He snapped his fingers, and his brother Josef came over; they spoke in Czech. Josef smirked and went to get another bottle and a flute for Hubert to join in. He opened the bottle expertly, easing the cork out slowly so it let out an elegant quiet pop, the bubbles frothing like a diamond waterfall.

My toes were now aching from this long Ontario highway walk, and my backpack was making permanent indentations in my shoulder. Isobel somehow walked elegantly, her high-heel sandals clickety-clacking, sashaying up the road.

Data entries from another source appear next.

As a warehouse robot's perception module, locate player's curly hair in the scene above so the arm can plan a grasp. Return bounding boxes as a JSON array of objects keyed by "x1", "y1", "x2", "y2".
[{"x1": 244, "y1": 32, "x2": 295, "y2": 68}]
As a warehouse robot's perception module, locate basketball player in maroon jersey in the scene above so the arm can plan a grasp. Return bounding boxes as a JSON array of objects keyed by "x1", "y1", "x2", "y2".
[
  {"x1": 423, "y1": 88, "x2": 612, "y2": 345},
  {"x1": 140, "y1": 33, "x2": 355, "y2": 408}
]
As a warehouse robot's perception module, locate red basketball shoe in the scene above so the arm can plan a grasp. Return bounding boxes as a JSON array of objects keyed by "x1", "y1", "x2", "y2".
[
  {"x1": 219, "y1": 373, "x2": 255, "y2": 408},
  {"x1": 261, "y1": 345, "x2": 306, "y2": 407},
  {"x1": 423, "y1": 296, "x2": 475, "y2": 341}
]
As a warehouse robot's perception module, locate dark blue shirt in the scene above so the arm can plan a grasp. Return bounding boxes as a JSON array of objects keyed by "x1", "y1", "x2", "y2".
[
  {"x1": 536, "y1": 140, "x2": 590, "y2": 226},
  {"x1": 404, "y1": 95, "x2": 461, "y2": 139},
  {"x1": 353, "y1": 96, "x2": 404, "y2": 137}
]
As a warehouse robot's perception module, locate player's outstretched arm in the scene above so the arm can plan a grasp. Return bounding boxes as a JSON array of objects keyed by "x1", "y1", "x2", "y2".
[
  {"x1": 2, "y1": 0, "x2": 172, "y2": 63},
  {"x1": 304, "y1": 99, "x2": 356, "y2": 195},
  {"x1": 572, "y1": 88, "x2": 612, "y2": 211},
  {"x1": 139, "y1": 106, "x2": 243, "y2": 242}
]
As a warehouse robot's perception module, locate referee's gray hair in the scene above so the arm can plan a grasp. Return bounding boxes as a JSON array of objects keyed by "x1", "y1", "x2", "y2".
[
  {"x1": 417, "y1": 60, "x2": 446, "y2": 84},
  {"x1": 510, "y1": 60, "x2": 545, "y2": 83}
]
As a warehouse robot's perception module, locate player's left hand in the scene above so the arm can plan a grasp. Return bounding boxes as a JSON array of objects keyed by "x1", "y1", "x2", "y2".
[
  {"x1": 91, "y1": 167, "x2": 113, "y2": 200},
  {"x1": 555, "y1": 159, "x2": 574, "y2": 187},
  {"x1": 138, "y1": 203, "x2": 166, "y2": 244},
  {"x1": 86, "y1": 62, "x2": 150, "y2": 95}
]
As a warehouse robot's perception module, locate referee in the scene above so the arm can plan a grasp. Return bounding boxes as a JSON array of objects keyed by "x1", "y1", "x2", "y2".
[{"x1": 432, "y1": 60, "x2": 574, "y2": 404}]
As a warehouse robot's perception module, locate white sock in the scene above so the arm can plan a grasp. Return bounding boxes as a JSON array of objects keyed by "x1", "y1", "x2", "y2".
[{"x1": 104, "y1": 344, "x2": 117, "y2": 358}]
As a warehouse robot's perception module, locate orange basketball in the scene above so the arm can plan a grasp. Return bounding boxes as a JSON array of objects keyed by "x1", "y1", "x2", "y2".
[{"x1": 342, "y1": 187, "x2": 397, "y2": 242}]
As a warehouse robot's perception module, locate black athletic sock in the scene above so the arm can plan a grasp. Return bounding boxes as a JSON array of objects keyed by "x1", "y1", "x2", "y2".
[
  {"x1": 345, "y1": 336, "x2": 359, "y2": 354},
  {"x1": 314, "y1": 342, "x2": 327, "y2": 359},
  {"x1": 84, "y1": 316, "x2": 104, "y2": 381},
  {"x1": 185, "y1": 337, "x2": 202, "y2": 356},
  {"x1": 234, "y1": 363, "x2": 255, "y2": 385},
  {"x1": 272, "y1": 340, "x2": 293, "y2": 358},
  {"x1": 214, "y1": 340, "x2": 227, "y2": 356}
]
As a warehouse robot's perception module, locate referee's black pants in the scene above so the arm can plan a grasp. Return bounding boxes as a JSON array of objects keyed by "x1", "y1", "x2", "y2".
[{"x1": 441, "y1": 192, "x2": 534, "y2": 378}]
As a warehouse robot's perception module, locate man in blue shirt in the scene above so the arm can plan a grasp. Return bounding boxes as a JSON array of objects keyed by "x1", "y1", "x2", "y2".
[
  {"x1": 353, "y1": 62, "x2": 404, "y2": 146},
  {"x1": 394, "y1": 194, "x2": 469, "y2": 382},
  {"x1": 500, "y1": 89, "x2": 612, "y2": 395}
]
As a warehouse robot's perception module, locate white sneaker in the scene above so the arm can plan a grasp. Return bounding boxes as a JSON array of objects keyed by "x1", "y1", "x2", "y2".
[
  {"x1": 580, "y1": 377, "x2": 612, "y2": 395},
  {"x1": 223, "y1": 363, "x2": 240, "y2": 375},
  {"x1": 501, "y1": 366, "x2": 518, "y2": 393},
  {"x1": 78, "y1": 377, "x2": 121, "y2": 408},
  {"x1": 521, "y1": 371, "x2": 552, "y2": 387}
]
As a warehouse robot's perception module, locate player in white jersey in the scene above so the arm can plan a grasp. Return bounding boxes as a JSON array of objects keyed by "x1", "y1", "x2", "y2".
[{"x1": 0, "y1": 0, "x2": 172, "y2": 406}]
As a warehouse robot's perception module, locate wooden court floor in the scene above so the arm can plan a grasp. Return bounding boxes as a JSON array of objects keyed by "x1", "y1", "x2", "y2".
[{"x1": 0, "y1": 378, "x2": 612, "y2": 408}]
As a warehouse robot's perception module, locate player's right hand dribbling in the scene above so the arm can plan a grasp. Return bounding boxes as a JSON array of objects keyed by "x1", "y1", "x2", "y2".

Eventually I had stopped going with Isobel to the Bistro. Hubert got on my nerves too much, and I had developed a bad habit of snorting over his pomposity. The snorting got so regular, Isobel finally had said to me, “Frankly, Annie, you sound like a farm animal, and it’s cramping my style.” So she started going in to the Bistro by herself with Milan Kundera novels tucked under her arm. Usually she described these evenings in detail on the phone when she got home. She said she normally read and drank until he was finished serving tables and then he sat down with her and taught her what he felt she needed to know. Once he took her for dinner on the north side of town. He stared at her aggressive way of clutching the knife and fork in her fists and plunging into the food. He looked her in the eyes. “Don’t.”

“Excuse me?”

“Don’t.” He gestured to her iron-fisted cutlery grip. “Look at me, look at my hands. You see der is no need to use your whole hand to hold dem. Just use your thumb and dis finger here,” he said, pointing to his index finger.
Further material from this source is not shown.